Çevresine Yaydığı Güzellikler
Bir gün Süfyân-ı Sevrî hazretleri ziyaretine gelmişti. Cafer-i Sâdık rahmetullahi aleyh uzun süre susunca Süfyân-ı Sevri hazretleri kendisiyle bir şeyler konuşmasını rica etti. Şöyle dedi:
– Allah’ın nimetlerine şükret. Şükür nimetin artmasına vesile olur. Nimet verildiği zaman istiğfar etmeye devam et. Devletin zulmüne uğrarsan “Lâ havle velâ kuvvete illâ billah” de.

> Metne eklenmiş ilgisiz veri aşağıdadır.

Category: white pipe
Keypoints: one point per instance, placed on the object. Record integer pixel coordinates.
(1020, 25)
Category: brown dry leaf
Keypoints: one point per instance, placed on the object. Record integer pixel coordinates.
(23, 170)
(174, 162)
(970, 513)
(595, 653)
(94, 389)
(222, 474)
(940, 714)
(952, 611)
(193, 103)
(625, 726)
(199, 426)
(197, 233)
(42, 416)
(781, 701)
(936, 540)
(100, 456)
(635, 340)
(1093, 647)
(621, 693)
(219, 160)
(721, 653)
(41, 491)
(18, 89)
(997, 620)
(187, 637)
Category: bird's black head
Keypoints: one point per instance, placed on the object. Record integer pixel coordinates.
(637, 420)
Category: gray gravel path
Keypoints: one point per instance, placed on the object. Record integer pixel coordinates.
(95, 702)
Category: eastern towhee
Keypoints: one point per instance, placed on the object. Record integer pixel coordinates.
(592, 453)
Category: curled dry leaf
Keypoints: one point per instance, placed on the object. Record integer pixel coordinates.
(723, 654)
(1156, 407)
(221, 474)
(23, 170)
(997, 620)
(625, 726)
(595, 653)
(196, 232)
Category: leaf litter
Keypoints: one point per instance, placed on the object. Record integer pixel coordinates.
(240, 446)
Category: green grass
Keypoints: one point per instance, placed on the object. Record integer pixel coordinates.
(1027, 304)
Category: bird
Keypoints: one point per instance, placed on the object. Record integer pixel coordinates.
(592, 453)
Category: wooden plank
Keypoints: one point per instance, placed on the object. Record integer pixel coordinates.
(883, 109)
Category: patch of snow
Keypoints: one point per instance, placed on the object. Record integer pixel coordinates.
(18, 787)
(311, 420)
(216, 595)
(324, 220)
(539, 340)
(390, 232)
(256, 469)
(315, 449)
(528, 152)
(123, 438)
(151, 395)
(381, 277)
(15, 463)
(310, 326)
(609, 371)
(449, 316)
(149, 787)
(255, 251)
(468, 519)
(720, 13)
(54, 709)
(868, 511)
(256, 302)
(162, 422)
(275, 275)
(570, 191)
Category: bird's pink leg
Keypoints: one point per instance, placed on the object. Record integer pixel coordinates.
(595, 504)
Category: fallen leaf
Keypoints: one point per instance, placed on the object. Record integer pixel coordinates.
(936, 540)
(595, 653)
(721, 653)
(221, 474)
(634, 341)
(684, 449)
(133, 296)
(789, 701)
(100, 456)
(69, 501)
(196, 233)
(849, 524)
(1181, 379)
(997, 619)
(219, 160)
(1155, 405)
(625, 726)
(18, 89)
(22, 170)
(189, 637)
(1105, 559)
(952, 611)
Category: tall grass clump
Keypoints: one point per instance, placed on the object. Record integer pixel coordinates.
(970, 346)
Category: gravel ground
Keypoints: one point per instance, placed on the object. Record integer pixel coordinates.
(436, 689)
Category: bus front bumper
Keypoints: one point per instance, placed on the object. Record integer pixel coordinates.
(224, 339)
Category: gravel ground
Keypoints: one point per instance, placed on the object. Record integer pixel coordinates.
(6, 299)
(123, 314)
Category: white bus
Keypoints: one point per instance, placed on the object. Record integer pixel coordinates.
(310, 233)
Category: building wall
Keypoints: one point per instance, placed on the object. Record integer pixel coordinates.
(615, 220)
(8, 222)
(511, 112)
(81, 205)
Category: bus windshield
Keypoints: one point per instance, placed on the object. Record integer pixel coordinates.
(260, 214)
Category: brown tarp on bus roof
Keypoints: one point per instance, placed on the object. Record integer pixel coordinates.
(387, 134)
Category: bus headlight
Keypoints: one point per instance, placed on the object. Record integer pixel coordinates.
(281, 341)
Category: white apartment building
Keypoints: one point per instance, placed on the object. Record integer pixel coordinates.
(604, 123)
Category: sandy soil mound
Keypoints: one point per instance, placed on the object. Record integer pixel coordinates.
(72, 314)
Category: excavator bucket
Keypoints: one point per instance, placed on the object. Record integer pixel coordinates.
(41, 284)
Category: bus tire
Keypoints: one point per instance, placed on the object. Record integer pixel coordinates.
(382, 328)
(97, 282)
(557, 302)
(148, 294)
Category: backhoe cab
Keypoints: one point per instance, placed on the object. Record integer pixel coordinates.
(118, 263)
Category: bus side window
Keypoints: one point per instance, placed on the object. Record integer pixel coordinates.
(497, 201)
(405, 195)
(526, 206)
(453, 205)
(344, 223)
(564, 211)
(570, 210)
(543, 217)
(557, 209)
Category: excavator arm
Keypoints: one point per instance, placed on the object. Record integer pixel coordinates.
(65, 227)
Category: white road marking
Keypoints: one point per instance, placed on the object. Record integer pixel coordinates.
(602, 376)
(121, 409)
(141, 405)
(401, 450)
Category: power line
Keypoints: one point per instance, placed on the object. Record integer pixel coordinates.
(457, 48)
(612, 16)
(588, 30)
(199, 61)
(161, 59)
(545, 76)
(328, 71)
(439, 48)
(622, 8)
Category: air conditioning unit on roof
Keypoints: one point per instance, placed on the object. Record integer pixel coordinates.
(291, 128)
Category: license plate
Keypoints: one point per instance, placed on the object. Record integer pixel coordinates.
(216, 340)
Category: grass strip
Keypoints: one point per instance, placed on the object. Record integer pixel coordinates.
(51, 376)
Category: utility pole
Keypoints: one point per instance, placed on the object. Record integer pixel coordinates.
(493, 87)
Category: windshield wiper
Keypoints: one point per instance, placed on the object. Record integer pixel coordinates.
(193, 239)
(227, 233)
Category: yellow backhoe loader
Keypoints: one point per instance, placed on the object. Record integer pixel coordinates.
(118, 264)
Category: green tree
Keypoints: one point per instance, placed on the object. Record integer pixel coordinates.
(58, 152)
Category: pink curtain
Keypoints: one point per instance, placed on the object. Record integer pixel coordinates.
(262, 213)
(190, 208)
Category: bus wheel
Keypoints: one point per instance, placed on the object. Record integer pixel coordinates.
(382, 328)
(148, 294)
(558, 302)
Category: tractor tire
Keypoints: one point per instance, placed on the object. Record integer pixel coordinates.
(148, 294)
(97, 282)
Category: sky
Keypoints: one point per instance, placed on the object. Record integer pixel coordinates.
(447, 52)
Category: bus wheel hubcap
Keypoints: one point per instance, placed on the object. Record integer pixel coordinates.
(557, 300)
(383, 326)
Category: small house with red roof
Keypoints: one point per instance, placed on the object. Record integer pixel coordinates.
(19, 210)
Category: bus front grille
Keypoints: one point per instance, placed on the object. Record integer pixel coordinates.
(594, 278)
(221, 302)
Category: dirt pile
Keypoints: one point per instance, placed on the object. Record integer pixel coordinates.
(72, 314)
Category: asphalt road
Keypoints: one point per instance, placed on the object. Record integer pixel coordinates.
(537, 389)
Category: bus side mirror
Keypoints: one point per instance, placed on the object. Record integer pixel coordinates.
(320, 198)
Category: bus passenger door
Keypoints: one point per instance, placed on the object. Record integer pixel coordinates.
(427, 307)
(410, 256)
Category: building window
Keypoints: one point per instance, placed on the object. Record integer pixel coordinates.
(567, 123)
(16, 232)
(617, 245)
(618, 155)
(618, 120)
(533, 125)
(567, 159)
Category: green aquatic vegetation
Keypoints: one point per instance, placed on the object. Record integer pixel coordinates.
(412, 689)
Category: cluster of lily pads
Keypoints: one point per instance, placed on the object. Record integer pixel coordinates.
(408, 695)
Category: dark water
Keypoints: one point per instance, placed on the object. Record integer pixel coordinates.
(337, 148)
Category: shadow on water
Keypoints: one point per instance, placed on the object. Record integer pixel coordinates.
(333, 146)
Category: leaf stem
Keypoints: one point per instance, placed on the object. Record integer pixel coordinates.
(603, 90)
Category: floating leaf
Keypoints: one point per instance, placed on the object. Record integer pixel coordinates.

İmam Mâlik rahmetullahi aleyh onun hakkında şöyle derdi:
– Câfer-i Sâdık hazretlerinin huzuruna varırdım. Güzel sözlerden hoşlanır ve daima mütebessim olurdu. Yanında Resûl-i Ekrem zikredilse hemen toparlanır, rengi sararırdı. Yanına uzun zaman gidip geldim. Onu ne zaman görsem ya namaz kılar ya oruçlu olur ya da Kur’an-ı Kerim okurdu. Abdestsiz hadis rivayet ettiğini hiç görmedim. Mâlâyâni konuşmazdı. Allah korkusuyla kalbi titreyen zâhidlerdendi. Yanına girdiğimde mutlaka altındaki minderi bana verirdi.
Süfyân-ı Sevrî hazretleri bir gün yanına geldiğinde üzerinde çok pahalı bir elbise gördü. Bunun Hz. Peygamber sallallahu aleyhi vesellemin nesline yakışmadığını söyleyince Cafer-i Sâdık rahmetullahi aleyh Hz. Süfyân’ın elini tuttu ve elbisesinin yakasından içeriye soktu. Hz. Süfyân elbisenin altında, giyince kaşındıran ve sadece en fakirlerin giydiği yün bir elbise olduğunu görünce şaşırdı. Hz. Cafer şöyle dedi:
– Allah için giydiğimiz elbise bu dokunduğundur. Bu üstteki ise insanlar için giydiğimizdir. Allah için olanı gizledik, insanlar için olanı ise gösterdik.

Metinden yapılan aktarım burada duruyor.